2. To address FoC's concern about N's mom: I don't particularly appreciate your frequent presumptive notion that "cultural differences" causes people, especially the people in my life, to be "sheltered." Both my family and N's family are worldly enough (basically, wealthy enough to have traveled to and lived in many places) to not be bounded by traditional "cultural" stereotypes. In a similar vein, it is strange that you regularly bring up my parents being "Asian" when actually they are the farthest from being the stereotypical "Asian" parents; most of the time the pressure comes from within myself.
N tells me he regularly has friends who stay with him, and they sleep in his room too, on an extra bed. So his mom isn't going to be curious about why I'm sleeping in his room. Also, in front of his mom, obviously I'm not acting all affectionate and lovey-dovey towards N; I talk to him like any regular guy talks to his guy friend. I don't even think I'll be affectionate with him with my parents around when they do meet him. So, I don't think it's going to be immediately obvious to his mom about the true nature of our relationship. N plans to come out to his mom some time soon (he is out to most friends, and I would be meeting most of them during these two weeks), but we are both undecided as to whether he should tell her when I'm still around, or when I leave. N thinks his mom would be chill about the whole thing, because she is pretty open-minded and plus she has expressed to him that she really does like me. Still though, I am rather wary for my personal safety haha, but so far she does seem like a really cool nice woman.
Also, Auntie and Uncle are used as terms of respect for elders in Asian and apparently Persian culture too (I previously asked N how should I address his mom).

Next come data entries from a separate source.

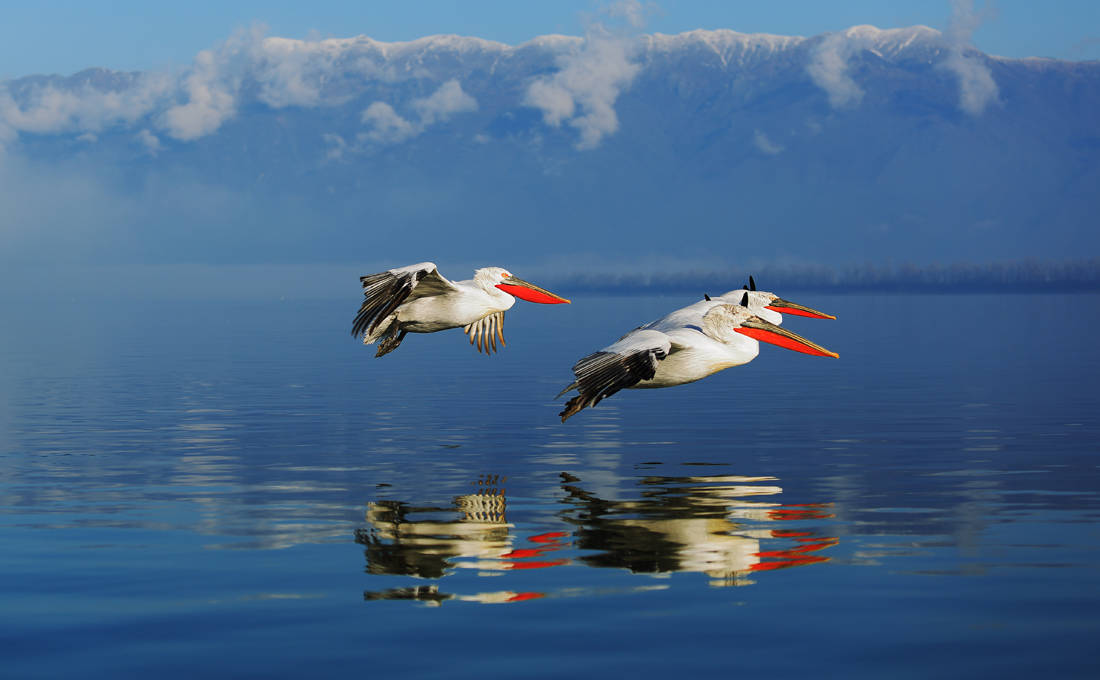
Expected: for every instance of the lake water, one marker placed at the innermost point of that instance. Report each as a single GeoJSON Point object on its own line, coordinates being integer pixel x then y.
{"type": "Point", "coordinates": [239, 489]}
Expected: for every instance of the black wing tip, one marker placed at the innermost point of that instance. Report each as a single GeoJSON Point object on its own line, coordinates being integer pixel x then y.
{"type": "Point", "coordinates": [573, 406]}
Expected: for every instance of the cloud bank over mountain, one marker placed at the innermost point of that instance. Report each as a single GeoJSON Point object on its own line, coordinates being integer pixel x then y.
{"type": "Point", "coordinates": [861, 145]}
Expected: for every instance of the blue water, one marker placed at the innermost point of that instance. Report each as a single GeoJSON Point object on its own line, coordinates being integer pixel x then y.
{"type": "Point", "coordinates": [239, 489]}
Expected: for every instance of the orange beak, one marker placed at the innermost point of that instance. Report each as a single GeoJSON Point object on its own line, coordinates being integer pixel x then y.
{"type": "Point", "coordinates": [758, 329]}
{"type": "Point", "coordinates": [529, 292]}
{"type": "Point", "coordinates": [800, 310]}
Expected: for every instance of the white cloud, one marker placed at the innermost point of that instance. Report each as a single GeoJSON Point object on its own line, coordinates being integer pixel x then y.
{"type": "Point", "coordinates": [150, 141]}
{"type": "Point", "coordinates": [46, 109]}
{"type": "Point", "coordinates": [387, 127]}
{"type": "Point", "coordinates": [583, 92]}
{"type": "Point", "coordinates": [446, 101]}
{"type": "Point", "coordinates": [977, 87]}
{"type": "Point", "coordinates": [828, 68]}
{"type": "Point", "coordinates": [211, 88]}
{"type": "Point", "coordinates": [763, 143]}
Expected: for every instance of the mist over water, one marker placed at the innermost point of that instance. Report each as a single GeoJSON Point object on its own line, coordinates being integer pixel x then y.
{"type": "Point", "coordinates": [230, 487]}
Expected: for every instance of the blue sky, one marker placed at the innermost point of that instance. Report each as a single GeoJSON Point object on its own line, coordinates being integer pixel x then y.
{"type": "Point", "coordinates": [67, 35]}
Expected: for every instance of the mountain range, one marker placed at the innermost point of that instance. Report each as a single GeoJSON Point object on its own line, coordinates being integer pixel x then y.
{"type": "Point", "coordinates": [608, 152]}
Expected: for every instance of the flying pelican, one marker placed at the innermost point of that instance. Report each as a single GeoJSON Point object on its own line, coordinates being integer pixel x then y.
{"type": "Point", "coordinates": [769, 306]}
{"type": "Point", "coordinates": [417, 298]}
{"type": "Point", "coordinates": [683, 347]}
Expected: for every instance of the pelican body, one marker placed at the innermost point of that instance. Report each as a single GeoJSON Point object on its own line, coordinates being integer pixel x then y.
{"type": "Point", "coordinates": [419, 299]}
{"type": "Point", "coordinates": [683, 347]}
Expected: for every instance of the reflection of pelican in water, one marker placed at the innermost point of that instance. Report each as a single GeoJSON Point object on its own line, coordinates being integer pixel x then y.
{"type": "Point", "coordinates": [686, 524]}
{"type": "Point", "coordinates": [726, 527]}
{"type": "Point", "coordinates": [429, 543]}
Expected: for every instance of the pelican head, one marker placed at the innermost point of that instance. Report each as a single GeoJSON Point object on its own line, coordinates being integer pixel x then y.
{"type": "Point", "coordinates": [762, 299]}
{"type": "Point", "coordinates": [495, 277]}
{"type": "Point", "coordinates": [727, 319]}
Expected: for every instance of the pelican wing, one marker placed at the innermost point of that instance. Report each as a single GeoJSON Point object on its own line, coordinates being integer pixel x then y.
{"type": "Point", "coordinates": [387, 291]}
{"type": "Point", "coordinates": [617, 366]}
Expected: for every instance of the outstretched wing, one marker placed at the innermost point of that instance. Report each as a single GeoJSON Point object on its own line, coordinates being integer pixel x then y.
{"type": "Point", "coordinates": [386, 292]}
{"type": "Point", "coordinates": [485, 331]}
{"type": "Point", "coordinates": [617, 366]}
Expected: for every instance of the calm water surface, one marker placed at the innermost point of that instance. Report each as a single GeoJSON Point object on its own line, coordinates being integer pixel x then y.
{"type": "Point", "coordinates": [241, 490]}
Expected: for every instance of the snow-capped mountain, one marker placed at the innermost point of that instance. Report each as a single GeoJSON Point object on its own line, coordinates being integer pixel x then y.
{"type": "Point", "coordinates": [868, 144]}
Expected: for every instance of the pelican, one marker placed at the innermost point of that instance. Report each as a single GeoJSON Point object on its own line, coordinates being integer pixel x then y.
{"type": "Point", "coordinates": [769, 306]}
{"type": "Point", "coordinates": [417, 298]}
{"type": "Point", "coordinates": [683, 347]}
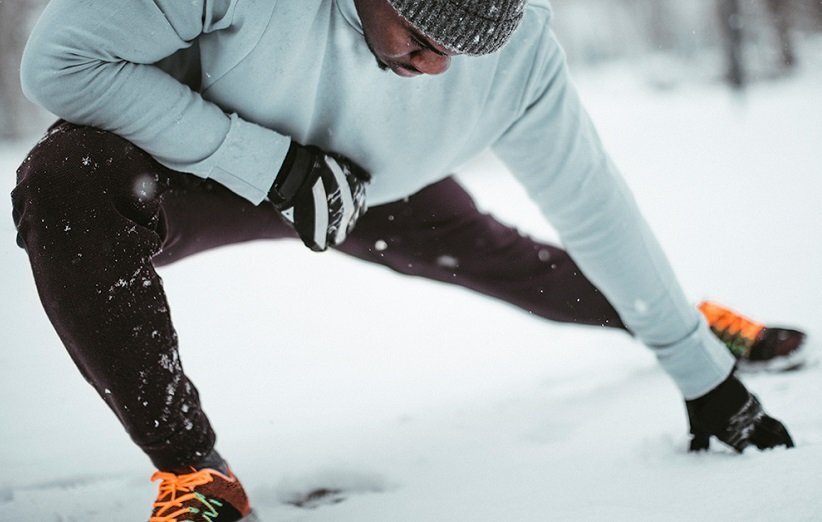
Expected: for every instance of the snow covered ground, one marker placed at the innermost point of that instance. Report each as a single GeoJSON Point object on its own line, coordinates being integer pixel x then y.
{"type": "Point", "coordinates": [426, 403]}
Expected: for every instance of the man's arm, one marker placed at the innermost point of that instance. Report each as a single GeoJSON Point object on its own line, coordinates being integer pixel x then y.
{"type": "Point", "coordinates": [90, 62]}
{"type": "Point", "coordinates": [555, 152]}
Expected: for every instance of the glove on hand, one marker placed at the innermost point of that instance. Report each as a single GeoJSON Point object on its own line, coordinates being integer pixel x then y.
{"type": "Point", "coordinates": [320, 194]}
{"type": "Point", "coordinates": [735, 417]}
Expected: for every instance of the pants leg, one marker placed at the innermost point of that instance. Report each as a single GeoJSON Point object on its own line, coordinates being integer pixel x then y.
{"type": "Point", "coordinates": [439, 234]}
{"type": "Point", "coordinates": [94, 212]}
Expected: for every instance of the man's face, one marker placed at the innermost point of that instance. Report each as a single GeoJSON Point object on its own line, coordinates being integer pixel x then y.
{"type": "Point", "coordinates": [396, 44]}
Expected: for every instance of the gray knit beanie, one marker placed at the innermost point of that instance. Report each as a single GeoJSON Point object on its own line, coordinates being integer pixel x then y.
{"type": "Point", "coordinates": [472, 27]}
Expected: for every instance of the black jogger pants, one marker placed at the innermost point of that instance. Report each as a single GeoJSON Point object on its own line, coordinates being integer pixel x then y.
{"type": "Point", "coordinates": [96, 214]}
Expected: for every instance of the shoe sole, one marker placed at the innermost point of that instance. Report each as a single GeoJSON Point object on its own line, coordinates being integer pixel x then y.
{"type": "Point", "coordinates": [793, 361]}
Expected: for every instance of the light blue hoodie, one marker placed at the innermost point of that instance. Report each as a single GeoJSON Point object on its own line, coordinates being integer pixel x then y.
{"type": "Point", "coordinates": [273, 70]}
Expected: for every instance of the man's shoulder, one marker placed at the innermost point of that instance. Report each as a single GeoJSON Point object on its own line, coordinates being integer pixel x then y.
{"type": "Point", "coordinates": [540, 8]}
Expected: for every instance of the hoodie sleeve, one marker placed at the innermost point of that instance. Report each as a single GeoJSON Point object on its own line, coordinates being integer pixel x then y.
{"type": "Point", "coordinates": [91, 62]}
{"type": "Point", "coordinates": [554, 151]}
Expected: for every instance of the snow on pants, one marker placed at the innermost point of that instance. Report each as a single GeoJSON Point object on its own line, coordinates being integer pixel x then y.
{"type": "Point", "coordinates": [96, 215]}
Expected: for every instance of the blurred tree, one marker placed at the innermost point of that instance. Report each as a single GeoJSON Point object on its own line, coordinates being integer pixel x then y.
{"type": "Point", "coordinates": [730, 22]}
{"type": "Point", "coordinates": [780, 15]}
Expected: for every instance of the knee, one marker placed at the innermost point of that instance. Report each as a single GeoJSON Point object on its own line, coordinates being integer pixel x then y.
{"type": "Point", "coordinates": [81, 173]}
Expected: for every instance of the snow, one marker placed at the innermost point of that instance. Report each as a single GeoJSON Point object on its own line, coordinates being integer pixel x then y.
{"type": "Point", "coordinates": [423, 402]}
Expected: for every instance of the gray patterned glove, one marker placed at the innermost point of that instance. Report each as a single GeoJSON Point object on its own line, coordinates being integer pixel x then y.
{"type": "Point", "coordinates": [320, 194]}
{"type": "Point", "coordinates": [734, 416]}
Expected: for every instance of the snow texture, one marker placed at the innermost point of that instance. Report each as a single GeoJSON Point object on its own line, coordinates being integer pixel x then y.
{"type": "Point", "coordinates": [427, 403]}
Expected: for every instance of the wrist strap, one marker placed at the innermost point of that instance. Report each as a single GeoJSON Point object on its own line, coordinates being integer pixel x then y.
{"type": "Point", "coordinates": [297, 165]}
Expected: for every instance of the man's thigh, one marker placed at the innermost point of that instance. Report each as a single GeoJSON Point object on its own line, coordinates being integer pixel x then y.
{"type": "Point", "coordinates": [438, 233]}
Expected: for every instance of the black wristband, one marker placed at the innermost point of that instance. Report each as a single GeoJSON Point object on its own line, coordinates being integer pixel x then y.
{"type": "Point", "coordinates": [296, 168]}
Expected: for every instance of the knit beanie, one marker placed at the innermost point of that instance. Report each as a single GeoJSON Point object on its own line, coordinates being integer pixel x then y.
{"type": "Point", "coordinates": [472, 27]}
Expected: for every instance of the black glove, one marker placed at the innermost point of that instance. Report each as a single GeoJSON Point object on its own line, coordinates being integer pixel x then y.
{"type": "Point", "coordinates": [733, 415]}
{"type": "Point", "coordinates": [320, 194]}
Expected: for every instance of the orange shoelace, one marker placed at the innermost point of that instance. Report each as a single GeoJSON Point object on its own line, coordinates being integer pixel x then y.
{"type": "Point", "coordinates": [176, 490]}
{"type": "Point", "coordinates": [731, 327]}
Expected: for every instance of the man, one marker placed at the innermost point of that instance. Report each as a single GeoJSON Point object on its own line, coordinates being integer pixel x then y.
{"type": "Point", "coordinates": [300, 108]}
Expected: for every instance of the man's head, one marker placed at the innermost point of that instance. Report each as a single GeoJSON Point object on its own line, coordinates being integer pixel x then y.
{"type": "Point", "coordinates": [413, 37]}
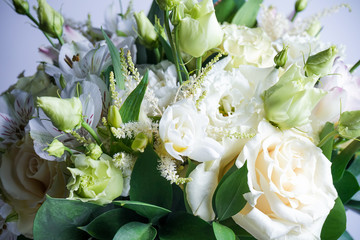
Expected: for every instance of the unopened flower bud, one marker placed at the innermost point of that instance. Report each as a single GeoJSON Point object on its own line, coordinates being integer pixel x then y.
{"type": "Point", "coordinates": [50, 21]}
{"type": "Point", "coordinates": [281, 58]}
{"type": "Point", "coordinates": [349, 124]}
{"type": "Point", "coordinates": [147, 34]}
{"type": "Point", "coordinates": [65, 114]}
{"type": "Point", "coordinates": [321, 63]}
{"type": "Point", "coordinates": [93, 150]}
{"type": "Point", "coordinates": [56, 148]}
{"type": "Point", "coordinates": [300, 5]}
{"type": "Point", "coordinates": [21, 6]}
{"type": "Point", "coordinates": [114, 117]}
{"type": "Point", "coordinates": [140, 142]}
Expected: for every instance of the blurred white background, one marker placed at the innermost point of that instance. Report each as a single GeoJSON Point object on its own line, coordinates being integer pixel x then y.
{"type": "Point", "coordinates": [20, 40]}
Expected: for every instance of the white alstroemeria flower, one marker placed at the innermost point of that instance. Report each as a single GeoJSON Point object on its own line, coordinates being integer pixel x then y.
{"type": "Point", "coordinates": [182, 129]}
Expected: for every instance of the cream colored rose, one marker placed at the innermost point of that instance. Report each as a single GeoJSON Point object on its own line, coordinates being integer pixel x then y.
{"type": "Point", "coordinates": [248, 46]}
{"type": "Point", "coordinates": [26, 179]}
{"type": "Point", "coordinates": [290, 182]}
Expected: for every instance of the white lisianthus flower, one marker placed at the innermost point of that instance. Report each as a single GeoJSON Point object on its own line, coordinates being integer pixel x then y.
{"type": "Point", "coordinates": [248, 46]}
{"type": "Point", "coordinates": [183, 130]}
{"type": "Point", "coordinates": [287, 198]}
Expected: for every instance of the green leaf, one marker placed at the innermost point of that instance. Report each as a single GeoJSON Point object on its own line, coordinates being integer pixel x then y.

3. N and I met up with one of his best guy friends last night for pizza and some wine. N has came out to most of his girl friends but I think this is his first straight guy friend that he's coming out too. The whole thing was pretty funny because the guy asked N, "so what's the big surprise you said you had for me?" And N and I both looked at each other and cracked up and after a few awkward moments, N tells him, well this guy is my boyfriend, and the dude goes, "Aha! I knew it!" Apparently at N's birthday the girls (who knew about me) talked about me quite a bit and he overheard, and he saw that I've been posting quite a lot of stuff on N's Facebook so he wondered about it...hahaha.
Dude was a total chill ass mofo, great fun and banter really. N kept cracking jokes about all of us being minorities (dude's a black guy, I'm Asian, N's basically Iranian) and we talked about this crazy bitch who's in love with N and thinks that his homosexuality is just a phase and that they will end up together and have babies! Talk about being delusional!!! In fact on his birthday (which was just in August), she came up with this big plan of getting him really drunk and getting him to sleep over and posssssibbly rape him or some shit idk woman is basically whacked, and I told them both that when I see that bitch imma tell her to lay her fat chubby hands off my man.
4. I am loving this whole gay relationship thingamajig. For starters, it is just terrific that I can use all of N's facial products. Dude takes care of himself (since he used to model), and so it's like being in a department store with free samplers everywhere for me. It's good to not be the vainest person around - loads of straight friends teased me for using acne cream concealer, but N actually owns foundation...and a hair straightener among other things hahaha we are such metrosexuals.
Secondly, we have the same shirt and shoe size, and it's just awesome to be able to sort of double my closet. I didn't bring gym shoes or jackets over to London because I've just been wearing his stuff. And that's pretty awesome because N's pretty brand-conscious like me (or brand-sluts I guess), although honestly, I have way better fashion sense than he does. Only problem are the pants - he's a whopping 6 inches taller than me so screw that.
Third, we cuss at each other all the time, tickle each other, and oddly check out women quite a lot...and also fart in front of each other. Hahahaha. And we take turns paying for meals. And when either of us is feeling horny, it's easy to initiate, and then things usually become pretty hot and heavy really fast hehehe.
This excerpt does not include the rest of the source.